I appreciate David Moenning’s thinking on this and, BTW, BTFD is the acronym he coined for this now five-year-old pattern. And a pattern is, especially come autumn. The market tests its lows, churns about, and then pushes higher in the fall and early winter and all this after a “scary” summer of deadly pronouncements and predictions of doom. The breathless media has to fill the vacuum of summer with something tantalizing, so they trot out all the hill-top screamers and bearish celebrity analysts just to make sure we are paying attention.

Apparently lots of us are not paying attention anymore, even as the market flirts with breaking through its floors, a time of plenty for the doomsayers always present in the breathless media.

  • It’s hard to exactly determine why CNBC’s viewership is bouncing around near all-time lows along with its revenue, but as the recent Nielsen Ratings demonstrate there could be a problem in what some consider the land of Wall Street gloss and cheerleading.

CNBC and Fox Business News (FBN) are known for featuring the darlings of Wall Street, true, but they are also the worst offenders of fair play when they consistently offer up the bearish celebrity analysts and the ever-faithful to the apocalyptic prophecy.

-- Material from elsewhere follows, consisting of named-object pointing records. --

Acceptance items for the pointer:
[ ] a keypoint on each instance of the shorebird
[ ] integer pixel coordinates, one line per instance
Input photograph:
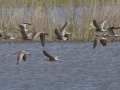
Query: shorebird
(22, 26)
(8, 36)
(111, 32)
(42, 37)
(50, 58)
(63, 35)
(100, 38)
(21, 55)
(99, 28)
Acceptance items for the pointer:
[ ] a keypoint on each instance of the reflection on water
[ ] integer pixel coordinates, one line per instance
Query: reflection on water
(58, 13)
(80, 67)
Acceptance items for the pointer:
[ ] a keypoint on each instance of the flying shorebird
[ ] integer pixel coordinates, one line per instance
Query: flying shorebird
(63, 35)
(50, 58)
(8, 36)
(22, 26)
(100, 38)
(21, 55)
(42, 37)
(101, 27)
(111, 32)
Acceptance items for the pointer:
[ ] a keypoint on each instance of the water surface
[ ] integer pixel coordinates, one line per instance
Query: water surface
(80, 67)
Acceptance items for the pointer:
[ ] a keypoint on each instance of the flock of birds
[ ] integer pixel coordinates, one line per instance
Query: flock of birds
(62, 34)
(102, 34)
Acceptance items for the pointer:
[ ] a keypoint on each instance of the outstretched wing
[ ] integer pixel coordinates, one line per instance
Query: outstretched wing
(62, 31)
(96, 41)
(58, 34)
(111, 32)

The good news is they are losing viewers.

Okay, so less folks are watching CNBC and FBN, so does that mean the market is more faithful to reality? Frankly, it doesn’t make any difference who watches which financial news program. More powerful forces drive the market. One of those powerful forces is the technical analysts out there.

Currently, the bears and the bulls are fighting over technical levels. The bears did not like it when the bulls took the market through the ceiling and the bulls don’t like it when the bears try to take the market through the floor. Hence, the extant trading range.

Today we are at the low end of that range.  Will the market crash though? As always, we will see, but at the moment, both the Dow and the S&P are coming off the lows, which means the bulls are BTFD.

In any case, my bet is on the market doing what is has been doing for five years. Technical levels aside, there is no fundamental reason the market will do anything else.